Chapter 2: Fundamentals of Descriptive Statistics

I. Measures of Central Tendency

1. Mean

Definition: The mean is the arithmetic average of a set of numbers. It is calculated by summing all the observations and dividing by the number of observations.

Formula:

$$\text{Mean} = \frac{\sum_{i=1}^{n} x_i}{n}$$

Example: Consider the dataset: 4, 8, 15, 16, 23, 42.

  • Step 1: Sum the numbers: \(4 + 8 + 15 + 16 + 23 + 42 = 108\)
  • Step 2: Count the observations: 6 numbers
  • Step 3: Calculate the mean: \(\frac{108}{6} = 18\)

Usage and Considerations: The mean is sensitive to extreme values (outliers) and is widely used when the data distribution is symmetrical.

2. Median

Definition: The median is the middle value of an ordered dataset, dividing the dataset into two halves.

Procedure:

  1. Order the Data: Arrange the values from smallest to largest.
  2. Determine the Middle:
    • If the number of observations is odd, the median is the middle number.
    • If even, the median is the average of the two middle numbers.

Example (Odd Number of Observations): Dataset: 3, 7, 9, 12, 15. The middle value is 9.

Example (Even Number of Observations): Dataset: 3, 7, 9, 12. The two middle values are 7 and 9. Median: $$\frac{7+9}{2} = 8$$

Usage and Considerations: The median is robust to outliers and is particularly useful in skewed distributions.

3. Mode

Definition: The mode is the most frequently occurring value in a dataset.

Example 1 (Single Mode): Dataset: 2, 4, 4, 6, 8. Mode: 4.

Example 2 (Bimodal): Dataset: 5, 5, 7, 8, 8, 9. Modes: 5 and 8.

Usage and Considerations: The mode can be used with nominal data and is less affected by outliers compared to the mean.

Summary

  • Mean: Provides the arithmetic average but is influenced by outliers.
  • Median: Represents the middle value and is robust to outliers.
  • Mode: Represents the most frequent value and is applicable to categorical data.

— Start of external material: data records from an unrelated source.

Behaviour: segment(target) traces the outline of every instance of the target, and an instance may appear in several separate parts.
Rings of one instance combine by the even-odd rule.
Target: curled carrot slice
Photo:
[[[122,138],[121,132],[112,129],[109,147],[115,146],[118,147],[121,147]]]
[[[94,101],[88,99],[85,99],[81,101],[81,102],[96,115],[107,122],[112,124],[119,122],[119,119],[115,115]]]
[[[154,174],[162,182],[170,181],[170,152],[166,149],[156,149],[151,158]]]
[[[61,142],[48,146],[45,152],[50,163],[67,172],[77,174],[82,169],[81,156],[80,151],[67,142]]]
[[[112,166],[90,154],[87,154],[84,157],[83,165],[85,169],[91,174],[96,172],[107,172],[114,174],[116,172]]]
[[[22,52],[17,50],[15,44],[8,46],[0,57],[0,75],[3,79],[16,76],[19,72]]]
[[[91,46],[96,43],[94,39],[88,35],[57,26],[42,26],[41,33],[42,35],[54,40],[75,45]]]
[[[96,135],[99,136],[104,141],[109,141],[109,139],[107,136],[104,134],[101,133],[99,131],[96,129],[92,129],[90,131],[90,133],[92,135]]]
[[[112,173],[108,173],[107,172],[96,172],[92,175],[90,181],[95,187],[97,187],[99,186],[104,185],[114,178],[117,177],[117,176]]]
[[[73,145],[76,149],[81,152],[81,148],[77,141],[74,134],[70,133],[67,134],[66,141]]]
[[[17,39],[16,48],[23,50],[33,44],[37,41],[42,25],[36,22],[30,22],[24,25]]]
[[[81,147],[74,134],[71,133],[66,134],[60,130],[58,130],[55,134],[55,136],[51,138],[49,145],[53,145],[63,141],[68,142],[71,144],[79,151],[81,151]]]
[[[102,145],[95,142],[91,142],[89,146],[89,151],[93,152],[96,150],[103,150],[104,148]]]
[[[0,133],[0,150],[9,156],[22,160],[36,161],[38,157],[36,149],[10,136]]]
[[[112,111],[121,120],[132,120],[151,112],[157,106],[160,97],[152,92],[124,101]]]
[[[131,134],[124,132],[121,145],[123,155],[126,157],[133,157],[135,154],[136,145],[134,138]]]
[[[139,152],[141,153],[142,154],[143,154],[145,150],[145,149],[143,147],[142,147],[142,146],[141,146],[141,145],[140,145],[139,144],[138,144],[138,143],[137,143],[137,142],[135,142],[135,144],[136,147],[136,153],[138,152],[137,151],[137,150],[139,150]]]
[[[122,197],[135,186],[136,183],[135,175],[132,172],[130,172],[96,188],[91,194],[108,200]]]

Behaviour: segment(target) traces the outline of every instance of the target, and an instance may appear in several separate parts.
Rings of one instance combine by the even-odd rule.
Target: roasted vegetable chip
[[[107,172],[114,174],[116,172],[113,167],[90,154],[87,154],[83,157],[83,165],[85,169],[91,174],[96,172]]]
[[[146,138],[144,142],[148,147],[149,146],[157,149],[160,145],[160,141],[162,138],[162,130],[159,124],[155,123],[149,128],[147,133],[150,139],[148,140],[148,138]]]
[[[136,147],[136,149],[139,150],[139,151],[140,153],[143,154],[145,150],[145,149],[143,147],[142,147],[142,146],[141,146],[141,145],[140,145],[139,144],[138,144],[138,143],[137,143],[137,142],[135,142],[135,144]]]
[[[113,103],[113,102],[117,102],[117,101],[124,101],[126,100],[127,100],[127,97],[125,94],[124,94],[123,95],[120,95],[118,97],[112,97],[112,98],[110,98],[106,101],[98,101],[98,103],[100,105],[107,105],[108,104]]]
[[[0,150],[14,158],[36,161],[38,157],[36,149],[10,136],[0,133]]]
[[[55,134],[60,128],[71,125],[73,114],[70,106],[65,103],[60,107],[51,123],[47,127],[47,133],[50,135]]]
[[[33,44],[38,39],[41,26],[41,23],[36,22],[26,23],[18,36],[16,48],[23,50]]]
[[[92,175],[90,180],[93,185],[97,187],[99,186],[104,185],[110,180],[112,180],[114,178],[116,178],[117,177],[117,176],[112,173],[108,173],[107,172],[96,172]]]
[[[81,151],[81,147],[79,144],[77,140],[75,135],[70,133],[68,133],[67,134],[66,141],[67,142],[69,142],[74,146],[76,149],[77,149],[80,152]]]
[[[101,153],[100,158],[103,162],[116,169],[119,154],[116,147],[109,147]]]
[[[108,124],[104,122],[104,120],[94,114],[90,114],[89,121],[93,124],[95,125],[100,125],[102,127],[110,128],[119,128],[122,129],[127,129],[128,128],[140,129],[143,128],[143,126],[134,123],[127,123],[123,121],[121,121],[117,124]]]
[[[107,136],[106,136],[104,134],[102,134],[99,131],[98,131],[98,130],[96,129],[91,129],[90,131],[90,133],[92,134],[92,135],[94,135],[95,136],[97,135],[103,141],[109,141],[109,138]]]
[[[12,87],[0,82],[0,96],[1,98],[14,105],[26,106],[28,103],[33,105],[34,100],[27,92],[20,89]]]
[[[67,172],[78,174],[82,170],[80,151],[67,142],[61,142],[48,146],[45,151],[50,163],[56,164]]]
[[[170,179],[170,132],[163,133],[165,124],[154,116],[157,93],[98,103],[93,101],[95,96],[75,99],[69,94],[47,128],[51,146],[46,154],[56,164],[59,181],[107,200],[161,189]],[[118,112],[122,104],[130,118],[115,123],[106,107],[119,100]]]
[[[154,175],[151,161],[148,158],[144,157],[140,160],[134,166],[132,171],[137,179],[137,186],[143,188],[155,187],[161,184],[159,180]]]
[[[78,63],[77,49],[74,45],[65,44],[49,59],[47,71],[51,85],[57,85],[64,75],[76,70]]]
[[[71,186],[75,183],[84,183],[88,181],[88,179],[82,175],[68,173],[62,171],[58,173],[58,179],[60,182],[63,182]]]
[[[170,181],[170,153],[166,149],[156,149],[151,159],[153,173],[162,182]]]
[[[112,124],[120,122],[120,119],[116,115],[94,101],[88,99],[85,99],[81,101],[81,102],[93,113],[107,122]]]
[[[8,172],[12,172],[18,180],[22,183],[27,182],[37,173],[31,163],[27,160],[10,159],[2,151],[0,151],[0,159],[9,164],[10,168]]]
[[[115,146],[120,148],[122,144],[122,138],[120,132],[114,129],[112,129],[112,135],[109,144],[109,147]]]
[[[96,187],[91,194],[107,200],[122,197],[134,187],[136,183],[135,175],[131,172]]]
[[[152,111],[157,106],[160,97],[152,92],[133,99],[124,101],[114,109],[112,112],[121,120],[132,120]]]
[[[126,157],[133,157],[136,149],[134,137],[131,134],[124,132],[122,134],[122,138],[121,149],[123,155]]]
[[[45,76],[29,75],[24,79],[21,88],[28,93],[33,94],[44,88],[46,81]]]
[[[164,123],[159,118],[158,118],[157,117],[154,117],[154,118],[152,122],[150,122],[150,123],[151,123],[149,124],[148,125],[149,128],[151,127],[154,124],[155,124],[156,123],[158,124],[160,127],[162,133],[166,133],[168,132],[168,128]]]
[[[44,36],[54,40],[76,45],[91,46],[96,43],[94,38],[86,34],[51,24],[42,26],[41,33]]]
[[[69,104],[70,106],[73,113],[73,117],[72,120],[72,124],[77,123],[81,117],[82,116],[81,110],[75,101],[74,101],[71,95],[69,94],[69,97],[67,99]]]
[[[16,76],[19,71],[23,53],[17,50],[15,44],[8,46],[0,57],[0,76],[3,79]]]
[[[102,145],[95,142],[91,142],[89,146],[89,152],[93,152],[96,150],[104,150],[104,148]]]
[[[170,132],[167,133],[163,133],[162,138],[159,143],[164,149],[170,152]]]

II. Measures of Dispersion (Variability)

Measures of dispersion describe the spread or variability of the data, indicating how much the data values differ from the mean.

1. Range

Definition: The difference between the largest and smallest values in a dataset.

Formula: \( \text{Range} = \text{Max} - \text{Min} \)

Example:
Data: 3, 7, 8, 15
\( \text{Range} = 15 - 3 = 12 \)

2. Variance

Definition: Variance measures the average squared deviation of each data point from the mean, providing insight into the data's spread.

Formulas:

  • Population: \( \sigma^2 = \frac{\sum (x_i - \mu)^2}{N} \)
  • Sample: \( s^2 = \frac{\sum (x_i - \bar{x})^2}{n - 1} \)

Example:
Data: 4, 8, 10
Calculate the mean: \( \bar{x} = \frac{4+8+10}{3} \approx 7.33 \)

Compute squared deviations:
\( (4 - 7.33)^2 \approx 11.11 \)
\( (8 - 7.33)^2 \approx 0.44 \)
\( (10 - 7.33)^2 \approx 7.11 \)
Sum of squared deviations: \( 11.11 + 0.44 + 7.11 \approx 18.66 \)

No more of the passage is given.